Expert Opinions

Scientists and other experts have voiced their concerns that studies conducted on dogs and other animals do not adequately reflect human conditions.

The Center for Alternatives to Animal Testing, Europe, hosted a workshop on the use of dogs in biomedical research and the article published as a result states:

“From an animal welfare perspective, concerns arise from the fact that animal experiments cause pain, distress and harm. Housing may restrict “natural” behavior and some animals may develop dysfunctional behaviors.”1

Dr. James Serpell, Professor of Humane Ethics and Animal Welfare at the School of Veterinary Medicine, University of Pennsylvania, where he also directs the Center for the Interaction of Animals and Society, states:

“Normal behavioral and physiological responses in dogs may be modified by the influence of human presence. Such effects raise concerns about the reliability of dogs as animal models.”2

The NIH reported the following statements from Dr. Elias Zerhouni, who served as their director from 2002 to 2008:

“We have moved away from studying human disease in humans,” he lamented. “We all drank the Kool-Aid on that one, me included.” With the ability to knock in or knock out any gene in a mouse—which “can’t sue us,” Zerhouni quipped—researchers have over-relied on animal data. “The problem is that it hasn’t worked, and it’s time we stopped dancing around the problem…We need to refocus and adapt new methodologies for use in humans to understand disease biology in humans.”
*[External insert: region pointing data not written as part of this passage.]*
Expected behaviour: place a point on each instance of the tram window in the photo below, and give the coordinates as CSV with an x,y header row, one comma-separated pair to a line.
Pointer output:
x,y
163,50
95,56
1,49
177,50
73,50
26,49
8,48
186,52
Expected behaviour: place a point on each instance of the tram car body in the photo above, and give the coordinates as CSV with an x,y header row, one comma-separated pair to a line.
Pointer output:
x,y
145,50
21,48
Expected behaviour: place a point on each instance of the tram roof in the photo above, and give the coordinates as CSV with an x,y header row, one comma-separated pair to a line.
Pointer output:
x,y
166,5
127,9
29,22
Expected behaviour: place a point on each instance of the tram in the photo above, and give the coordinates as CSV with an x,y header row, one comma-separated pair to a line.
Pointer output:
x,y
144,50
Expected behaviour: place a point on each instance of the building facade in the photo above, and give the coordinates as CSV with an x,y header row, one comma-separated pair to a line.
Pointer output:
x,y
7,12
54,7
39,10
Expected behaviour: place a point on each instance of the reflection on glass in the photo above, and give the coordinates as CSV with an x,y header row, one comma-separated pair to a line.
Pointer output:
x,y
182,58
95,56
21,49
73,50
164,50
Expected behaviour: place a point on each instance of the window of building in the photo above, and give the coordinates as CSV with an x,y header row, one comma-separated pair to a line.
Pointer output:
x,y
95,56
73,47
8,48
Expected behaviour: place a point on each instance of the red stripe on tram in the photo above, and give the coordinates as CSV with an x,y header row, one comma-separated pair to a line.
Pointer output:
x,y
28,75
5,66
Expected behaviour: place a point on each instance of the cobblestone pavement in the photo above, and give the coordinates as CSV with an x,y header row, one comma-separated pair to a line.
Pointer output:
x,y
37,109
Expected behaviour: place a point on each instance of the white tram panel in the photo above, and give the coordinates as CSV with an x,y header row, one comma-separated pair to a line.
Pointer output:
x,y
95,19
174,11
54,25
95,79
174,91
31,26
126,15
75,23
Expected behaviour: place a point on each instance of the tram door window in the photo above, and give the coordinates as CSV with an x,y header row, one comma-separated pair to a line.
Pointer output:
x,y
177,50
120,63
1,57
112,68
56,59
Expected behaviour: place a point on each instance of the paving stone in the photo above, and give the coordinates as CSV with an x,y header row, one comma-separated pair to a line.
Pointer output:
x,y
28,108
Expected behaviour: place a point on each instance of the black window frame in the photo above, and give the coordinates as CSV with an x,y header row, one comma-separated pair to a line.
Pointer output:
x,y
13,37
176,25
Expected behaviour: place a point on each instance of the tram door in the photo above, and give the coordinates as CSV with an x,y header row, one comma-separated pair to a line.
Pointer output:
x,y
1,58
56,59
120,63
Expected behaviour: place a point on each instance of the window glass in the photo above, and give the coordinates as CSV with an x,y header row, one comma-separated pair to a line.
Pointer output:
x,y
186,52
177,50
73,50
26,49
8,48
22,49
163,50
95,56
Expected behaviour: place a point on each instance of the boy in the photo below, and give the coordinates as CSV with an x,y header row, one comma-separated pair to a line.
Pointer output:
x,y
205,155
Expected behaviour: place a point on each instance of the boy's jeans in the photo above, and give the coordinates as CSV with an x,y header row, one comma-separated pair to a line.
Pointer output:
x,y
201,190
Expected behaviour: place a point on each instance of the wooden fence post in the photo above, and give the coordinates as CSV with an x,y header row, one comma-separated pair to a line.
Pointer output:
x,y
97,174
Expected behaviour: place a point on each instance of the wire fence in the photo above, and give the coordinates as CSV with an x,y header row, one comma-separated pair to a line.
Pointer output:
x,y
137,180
Dr. Aysha Akhtar, a neurologist and public health specialist with the Food and Drug Administration stated:

“What the evidence is showing is that we can get much better answers about human health and diseases and develop more effective therapies if we use human-based tests instead of animal experiments.”

[1]Hasiwa, Nina, Jarrod Bailey, Peter Clausing, Mardas Daneshian, Marianne Eileraas, Sándor Farkas, István Gyertyán et al. “Critical evaluation of the use of dogs in biomedical research and testing in Europe.” ALTEX 28, no. 4 (2011): 326.